Das Praktikum soll dabei im Rahmen der Schulzeit stattfinden. „Wir haben bereits sehr gute Erfahrungen mit solchen Praktika gemacht“, berichtete die Direktorin der Landesberufsschule für Handel, Handwerk und Industrie „Luis Zuegg“ in Meran, „dadurch erleichtern wir interessierten Jugendlichen den Eintritt in einen Lehrbetrieb und können sicher auch die Lehrabbrüche minimieren. Viele junge Menschen wissen mit 15 nämlich noch nicht genau, welche Richtung sie einschlagen wollen.“

Viele positive Erfahrungen

 

Von ebenso positiven Erfahrungen berichtete Heidi Röhler, Mitinhaberin des Kälte- und Klimatechnikerbetriebes Kälte Klima Röhler in Bozen: „Unser letzter Lehrling hat nach einem fünfwöchigen Praktikum in unserer Firma entschieden, die Lehre in diesem Beruf zu beginnen. Nur durch den direkten Einblick in die Tätigkeitsfelder und Aufgaben konnte er sich für diesen Beruf begeistern“, so Röhler. 

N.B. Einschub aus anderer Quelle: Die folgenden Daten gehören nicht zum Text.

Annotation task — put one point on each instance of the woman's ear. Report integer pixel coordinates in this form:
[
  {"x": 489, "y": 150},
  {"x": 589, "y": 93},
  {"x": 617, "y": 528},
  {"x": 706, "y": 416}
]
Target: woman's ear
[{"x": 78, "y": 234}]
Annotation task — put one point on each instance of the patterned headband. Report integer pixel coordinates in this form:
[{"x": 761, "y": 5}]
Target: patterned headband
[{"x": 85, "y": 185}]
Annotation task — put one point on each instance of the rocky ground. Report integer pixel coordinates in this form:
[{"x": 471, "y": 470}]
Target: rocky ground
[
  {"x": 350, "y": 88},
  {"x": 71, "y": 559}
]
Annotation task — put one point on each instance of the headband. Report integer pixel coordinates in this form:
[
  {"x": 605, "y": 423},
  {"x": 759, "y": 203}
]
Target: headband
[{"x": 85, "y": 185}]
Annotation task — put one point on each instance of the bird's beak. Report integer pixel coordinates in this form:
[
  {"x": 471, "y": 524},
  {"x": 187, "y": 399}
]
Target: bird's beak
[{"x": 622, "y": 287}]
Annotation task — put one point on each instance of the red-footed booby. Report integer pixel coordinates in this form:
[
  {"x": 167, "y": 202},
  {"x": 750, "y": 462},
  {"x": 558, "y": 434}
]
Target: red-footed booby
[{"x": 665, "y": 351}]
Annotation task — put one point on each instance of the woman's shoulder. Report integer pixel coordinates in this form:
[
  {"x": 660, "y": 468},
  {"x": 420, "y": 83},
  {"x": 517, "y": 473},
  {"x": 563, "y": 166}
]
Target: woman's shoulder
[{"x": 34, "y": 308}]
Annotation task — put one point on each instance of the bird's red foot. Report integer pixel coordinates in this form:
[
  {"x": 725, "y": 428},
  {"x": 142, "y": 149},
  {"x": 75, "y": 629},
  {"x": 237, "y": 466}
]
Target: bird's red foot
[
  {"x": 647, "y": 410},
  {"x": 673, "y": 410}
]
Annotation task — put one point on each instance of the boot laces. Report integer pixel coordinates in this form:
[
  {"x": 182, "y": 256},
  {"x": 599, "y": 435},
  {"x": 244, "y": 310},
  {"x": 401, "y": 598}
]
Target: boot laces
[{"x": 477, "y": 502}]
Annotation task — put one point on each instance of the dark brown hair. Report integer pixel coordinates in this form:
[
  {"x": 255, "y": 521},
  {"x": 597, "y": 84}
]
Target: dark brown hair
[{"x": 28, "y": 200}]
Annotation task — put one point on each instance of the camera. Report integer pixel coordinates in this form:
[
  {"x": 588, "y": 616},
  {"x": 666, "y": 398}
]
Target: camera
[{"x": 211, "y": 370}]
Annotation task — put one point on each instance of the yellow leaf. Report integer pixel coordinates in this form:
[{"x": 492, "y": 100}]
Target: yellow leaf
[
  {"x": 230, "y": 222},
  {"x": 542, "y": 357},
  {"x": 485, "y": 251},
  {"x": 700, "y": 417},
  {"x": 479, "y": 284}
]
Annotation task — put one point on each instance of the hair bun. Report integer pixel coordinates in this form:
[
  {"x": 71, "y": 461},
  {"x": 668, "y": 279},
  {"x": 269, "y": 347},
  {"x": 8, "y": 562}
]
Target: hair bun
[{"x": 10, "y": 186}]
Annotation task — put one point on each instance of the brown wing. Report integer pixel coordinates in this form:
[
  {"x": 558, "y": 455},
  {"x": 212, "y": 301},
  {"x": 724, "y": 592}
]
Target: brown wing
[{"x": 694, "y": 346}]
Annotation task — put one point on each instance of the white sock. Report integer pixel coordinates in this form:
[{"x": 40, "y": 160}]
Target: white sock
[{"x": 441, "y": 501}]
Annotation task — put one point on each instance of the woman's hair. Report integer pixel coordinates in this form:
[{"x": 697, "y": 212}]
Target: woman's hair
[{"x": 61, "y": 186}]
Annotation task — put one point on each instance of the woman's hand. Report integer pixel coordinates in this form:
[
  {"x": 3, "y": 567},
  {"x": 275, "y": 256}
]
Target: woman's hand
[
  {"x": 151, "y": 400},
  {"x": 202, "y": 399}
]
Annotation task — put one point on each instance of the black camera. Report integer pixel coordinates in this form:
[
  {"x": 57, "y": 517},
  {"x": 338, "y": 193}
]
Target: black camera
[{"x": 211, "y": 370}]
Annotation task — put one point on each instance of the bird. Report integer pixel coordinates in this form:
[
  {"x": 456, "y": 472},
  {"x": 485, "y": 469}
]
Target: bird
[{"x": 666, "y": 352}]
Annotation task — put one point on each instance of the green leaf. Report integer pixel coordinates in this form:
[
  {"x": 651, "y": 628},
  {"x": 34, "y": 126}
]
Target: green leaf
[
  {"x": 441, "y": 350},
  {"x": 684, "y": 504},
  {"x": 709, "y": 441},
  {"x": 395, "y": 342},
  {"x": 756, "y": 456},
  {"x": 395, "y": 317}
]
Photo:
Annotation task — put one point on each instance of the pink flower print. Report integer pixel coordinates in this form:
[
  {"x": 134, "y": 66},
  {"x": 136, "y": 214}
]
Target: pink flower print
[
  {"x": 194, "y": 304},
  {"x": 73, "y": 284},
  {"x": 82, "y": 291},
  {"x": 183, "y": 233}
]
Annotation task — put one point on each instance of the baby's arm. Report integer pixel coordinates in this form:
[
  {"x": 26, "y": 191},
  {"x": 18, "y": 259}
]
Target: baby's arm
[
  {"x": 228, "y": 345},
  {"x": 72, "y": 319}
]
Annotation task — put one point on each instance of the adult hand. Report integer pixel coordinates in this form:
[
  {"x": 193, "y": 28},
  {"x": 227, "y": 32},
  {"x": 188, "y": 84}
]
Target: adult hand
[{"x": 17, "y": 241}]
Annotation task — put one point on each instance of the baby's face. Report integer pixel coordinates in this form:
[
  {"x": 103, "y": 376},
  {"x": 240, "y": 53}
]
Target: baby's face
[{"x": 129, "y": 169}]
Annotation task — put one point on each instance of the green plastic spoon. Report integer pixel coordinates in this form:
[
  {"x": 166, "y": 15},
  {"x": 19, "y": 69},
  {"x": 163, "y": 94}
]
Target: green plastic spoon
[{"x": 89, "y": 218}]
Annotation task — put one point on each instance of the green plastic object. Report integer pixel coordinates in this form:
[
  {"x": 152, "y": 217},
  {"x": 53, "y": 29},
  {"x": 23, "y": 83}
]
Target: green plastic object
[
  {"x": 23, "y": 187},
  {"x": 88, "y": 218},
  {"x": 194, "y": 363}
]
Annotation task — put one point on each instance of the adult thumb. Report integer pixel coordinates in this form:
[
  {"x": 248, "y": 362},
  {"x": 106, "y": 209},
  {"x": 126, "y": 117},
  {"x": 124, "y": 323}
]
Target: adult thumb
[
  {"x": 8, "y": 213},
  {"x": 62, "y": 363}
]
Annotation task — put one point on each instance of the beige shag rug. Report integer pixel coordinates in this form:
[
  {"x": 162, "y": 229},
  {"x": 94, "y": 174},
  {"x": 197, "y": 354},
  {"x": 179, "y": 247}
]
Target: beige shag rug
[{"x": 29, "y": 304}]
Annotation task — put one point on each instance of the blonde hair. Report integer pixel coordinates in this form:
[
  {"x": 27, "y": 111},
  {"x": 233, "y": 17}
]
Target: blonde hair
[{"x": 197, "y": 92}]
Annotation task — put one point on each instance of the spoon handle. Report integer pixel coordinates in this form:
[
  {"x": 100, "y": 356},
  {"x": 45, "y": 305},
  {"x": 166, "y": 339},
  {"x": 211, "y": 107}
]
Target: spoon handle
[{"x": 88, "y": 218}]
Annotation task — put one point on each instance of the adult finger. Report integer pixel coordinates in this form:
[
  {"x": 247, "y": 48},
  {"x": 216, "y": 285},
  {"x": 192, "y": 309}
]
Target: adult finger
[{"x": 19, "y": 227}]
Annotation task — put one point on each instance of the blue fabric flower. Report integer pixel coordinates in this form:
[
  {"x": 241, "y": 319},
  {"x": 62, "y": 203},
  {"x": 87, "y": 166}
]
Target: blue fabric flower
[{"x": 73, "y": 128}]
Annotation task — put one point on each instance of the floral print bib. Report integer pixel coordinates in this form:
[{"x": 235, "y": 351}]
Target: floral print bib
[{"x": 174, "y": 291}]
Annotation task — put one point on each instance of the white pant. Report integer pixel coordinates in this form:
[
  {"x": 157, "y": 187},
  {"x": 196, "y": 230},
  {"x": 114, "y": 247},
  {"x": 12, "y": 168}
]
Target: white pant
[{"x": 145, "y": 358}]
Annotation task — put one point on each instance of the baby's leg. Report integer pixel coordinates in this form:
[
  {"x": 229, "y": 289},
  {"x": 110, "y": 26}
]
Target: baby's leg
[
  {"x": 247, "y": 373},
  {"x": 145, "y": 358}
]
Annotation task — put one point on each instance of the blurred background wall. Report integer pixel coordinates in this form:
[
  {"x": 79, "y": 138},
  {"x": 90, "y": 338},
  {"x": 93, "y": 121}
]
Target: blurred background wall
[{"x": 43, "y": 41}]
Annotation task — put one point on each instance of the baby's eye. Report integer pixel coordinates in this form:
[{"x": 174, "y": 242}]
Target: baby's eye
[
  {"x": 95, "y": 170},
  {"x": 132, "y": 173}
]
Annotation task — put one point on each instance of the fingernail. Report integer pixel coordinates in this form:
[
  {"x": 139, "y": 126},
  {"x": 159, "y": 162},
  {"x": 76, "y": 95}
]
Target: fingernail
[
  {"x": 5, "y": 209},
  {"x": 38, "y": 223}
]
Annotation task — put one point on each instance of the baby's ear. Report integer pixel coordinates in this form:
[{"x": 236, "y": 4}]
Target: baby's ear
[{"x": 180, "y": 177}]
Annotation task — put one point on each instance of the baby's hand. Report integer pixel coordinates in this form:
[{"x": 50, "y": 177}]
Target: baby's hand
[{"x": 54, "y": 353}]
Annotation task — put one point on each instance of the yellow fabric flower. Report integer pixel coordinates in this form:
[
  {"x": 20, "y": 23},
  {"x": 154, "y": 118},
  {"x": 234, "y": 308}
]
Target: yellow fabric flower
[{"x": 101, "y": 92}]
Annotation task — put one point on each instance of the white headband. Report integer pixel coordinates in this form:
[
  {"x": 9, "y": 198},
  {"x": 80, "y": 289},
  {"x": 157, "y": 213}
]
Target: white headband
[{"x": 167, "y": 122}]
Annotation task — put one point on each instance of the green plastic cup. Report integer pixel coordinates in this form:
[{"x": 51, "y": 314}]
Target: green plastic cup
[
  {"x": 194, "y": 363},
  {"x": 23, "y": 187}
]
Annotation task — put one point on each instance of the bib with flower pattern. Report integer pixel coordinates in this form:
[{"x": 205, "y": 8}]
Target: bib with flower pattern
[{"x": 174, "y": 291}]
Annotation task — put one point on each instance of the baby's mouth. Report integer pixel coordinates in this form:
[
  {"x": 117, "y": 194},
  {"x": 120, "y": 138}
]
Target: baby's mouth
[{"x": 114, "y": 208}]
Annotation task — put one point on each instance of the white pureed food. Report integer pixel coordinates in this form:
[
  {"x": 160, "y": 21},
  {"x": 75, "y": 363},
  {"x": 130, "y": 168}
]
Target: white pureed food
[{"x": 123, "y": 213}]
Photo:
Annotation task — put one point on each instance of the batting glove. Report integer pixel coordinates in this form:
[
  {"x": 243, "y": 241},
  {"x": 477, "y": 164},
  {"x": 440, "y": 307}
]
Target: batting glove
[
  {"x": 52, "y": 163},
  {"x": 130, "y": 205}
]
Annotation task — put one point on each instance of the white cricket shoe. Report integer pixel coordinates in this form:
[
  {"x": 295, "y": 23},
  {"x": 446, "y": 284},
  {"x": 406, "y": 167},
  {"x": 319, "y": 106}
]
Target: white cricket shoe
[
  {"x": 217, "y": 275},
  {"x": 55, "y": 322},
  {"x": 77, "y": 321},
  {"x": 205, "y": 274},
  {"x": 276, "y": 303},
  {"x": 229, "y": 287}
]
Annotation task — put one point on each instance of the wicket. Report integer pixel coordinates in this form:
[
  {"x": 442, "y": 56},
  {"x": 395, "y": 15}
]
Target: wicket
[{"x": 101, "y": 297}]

Bereits nächste Woche findet im Burggrafenamt ein Treffen zwischen Handwerkern und Berufsschule statt, bei dem ein Pool an interessierten Praktikumsbetrieben ausfindig gemacht werden soll. Die zur Verfügung stehenden Praktikumsplätze sollen dann sofort an interessierte Schüler vermittelt werden. 

Das vom Landeszusatzgesundheitsfonds Sanifonds unterstützte Projekt wird dann auch auf die übrigen Berufsschulen im Land ausgedehnt.